Grateful American® Foundation

Silent Spring

by Rachel Carson

Reviewed by Ed Lengel

With all of the attention currently being given to the dangers of global warming, it’s important to remember how much progress we have made in protecting–and in some cases regenerating–the environment in the past fifty years. My father, who grew up in Reading, Pa., in the 1940s, remembered swimming with other boys in the Schuylkill River even though the water was black with industrial pollutants. Newsreels from the same era show soldiers returning from World War II receiving showers of DDT—a chemical pesticide that became as ubiquitous as the carcinogenic fireproofing material asbestos.

As a child, I cannot help but remember the famous “crying Indian” commercial released on television in 1970 as part of the Keep America Beautiful campaign and rebroadcast innumerable times thereafter. The commercial was no empty, feel-good gesture; it addressed a real problem throughout the country. I like to remind younger people that in those days, roadsides were littered with far more garbage than they are today, and that unregulated private dumps were quite common. Household recycling was unheard of. I also remember playing in abandoned, unguarded industrial sites in southeast Pennsylvania, then entering its long rust belt blight. But these were just personal experiences; in reality, the United States at the end of its long industrial boom in the 1970s was littered with environmental disaster zones, and badly polluted waters and skies. Many animals such as the brown pelican verged on extinction thanks to the noxious effects of chemical pollutants like DDT. On beach trips in the 1970s, sighting a pelican was shocking.

The “crying Indian” commercial, released in the same year as the first observed Earth Day, nevertheless represented a hopeful sign that change was underway. Ten years before, the general public would have found the commercial and the Earth Day observance incomprehensible, if not laughable. What had happened in between? More than anything else, the publication in 1962 of the book Silent Spring, by Rachel Carson. A fifty-five-year-old native of the decaying industrial epicenter of Pittsburgh, Pa., Carson had spent an already-remarkable career as a biologist with the Fish and Wildlife Service and nature writer when she decided to focus her attention on the effects of DDT.

Although she became increasingly aware of the toxic effects of DDT and other pesticides—commonly deployed in aerial spraying campaigns by federal and state government agencies to control moths, mosquitos, and other pests—as early as the 1940s, it wasn’t until the late 1950s that she decided to conduct extensive research to expose pesticides’ devastating environmental toll. Her work was far from private and coincided with generally unsuccessful local attempts to block or at least downsize these spraying campaigns. As a result, Carson and her work came under strident attack from the U.S. Department of Agriculture as well as large chemical companies, which conducted their own heavily biased and well-publicized research touting the importance of pesticides and denying their harmful effects.

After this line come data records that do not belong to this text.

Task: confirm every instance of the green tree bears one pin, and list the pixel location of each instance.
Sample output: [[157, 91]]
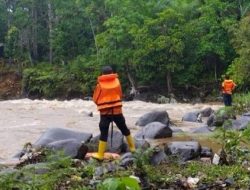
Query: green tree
[[240, 69]]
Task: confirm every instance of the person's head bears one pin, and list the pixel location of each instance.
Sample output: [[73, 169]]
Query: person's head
[[227, 77], [107, 70]]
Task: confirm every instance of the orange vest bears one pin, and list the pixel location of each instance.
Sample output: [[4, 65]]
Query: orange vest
[[108, 93], [228, 86]]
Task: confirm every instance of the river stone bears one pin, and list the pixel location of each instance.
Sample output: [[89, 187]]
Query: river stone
[[239, 124], [176, 130], [214, 120], [160, 116], [127, 159], [139, 144], [186, 150], [118, 144], [127, 162], [158, 157], [206, 112], [57, 134], [70, 147], [206, 152], [191, 116], [217, 119], [154, 130]]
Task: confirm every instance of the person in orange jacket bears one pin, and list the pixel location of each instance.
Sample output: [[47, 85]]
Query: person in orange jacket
[[108, 98], [227, 88]]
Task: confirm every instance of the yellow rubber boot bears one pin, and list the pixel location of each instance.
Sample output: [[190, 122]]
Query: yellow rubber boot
[[130, 143], [101, 149]]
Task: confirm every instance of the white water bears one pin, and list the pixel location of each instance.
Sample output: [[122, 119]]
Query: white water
[[24, 120]]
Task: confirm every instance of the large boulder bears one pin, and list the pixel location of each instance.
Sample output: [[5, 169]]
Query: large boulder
[[185, 150], [160, 116], [154, 130], [58, 134], [206, 112], [68, 141], [217, 119], [117, 146], [239, 124], [70, 147], [191, 116], [203, 129]]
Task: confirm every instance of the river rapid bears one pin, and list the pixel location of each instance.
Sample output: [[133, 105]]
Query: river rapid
[[25, 120]]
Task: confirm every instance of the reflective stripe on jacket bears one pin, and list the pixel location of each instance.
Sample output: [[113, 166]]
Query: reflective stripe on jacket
[[228, 86], [108, 93]]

In a tragic irony, Carson developed breast cancer and other health problems as she neared completion of her book, which otherwise might have been released a few years earlier. The title, brilliantly evoking the elimination of birdsong and the pollution of waterways, magnified the book’s impact. Most of Silent Spring’s contents focused on how pesticides and other chemicals destroyed animal life, especially birds. In time, Carson predicted, the problem would only become worse as pests developed immunities, forcing the use of heavier concentrations of toxic chemicals. The fallacies of self-justifying and industrially funded USDA research on the subject were easily exposed. But Carson also entered trickier territory in suggesting—albeit without claiming proof—that these chemicals were also carcinogenic for humans.

Carson didn’t demand a full ban on DDT. As expected, chemical industry representatives immediately pounced on the book and its author in hopes of discrediting Carson and her research. Heavy publicity by a sympathetic press—which had become increasingly eager to take on large corporations and unregulated capitalism—and support from the scientific community, however, ensured Silent Spring’s wide public reception and success. Carson, who died in 1964, didn’t live to witness the impact of her work. And indeed, it took time. Only in 1972—a decade after the book’s publication—did the U.S. government decide to start phasing out DDT. And progress since then has been incremental, though very real. I often think of Silent Spring when I visit the seaside now and see brown pelicans diving for fish just offshore. I have to wonder if we take the birds for granted.


Ed Lengel is an author, a speaker, and a storyteller.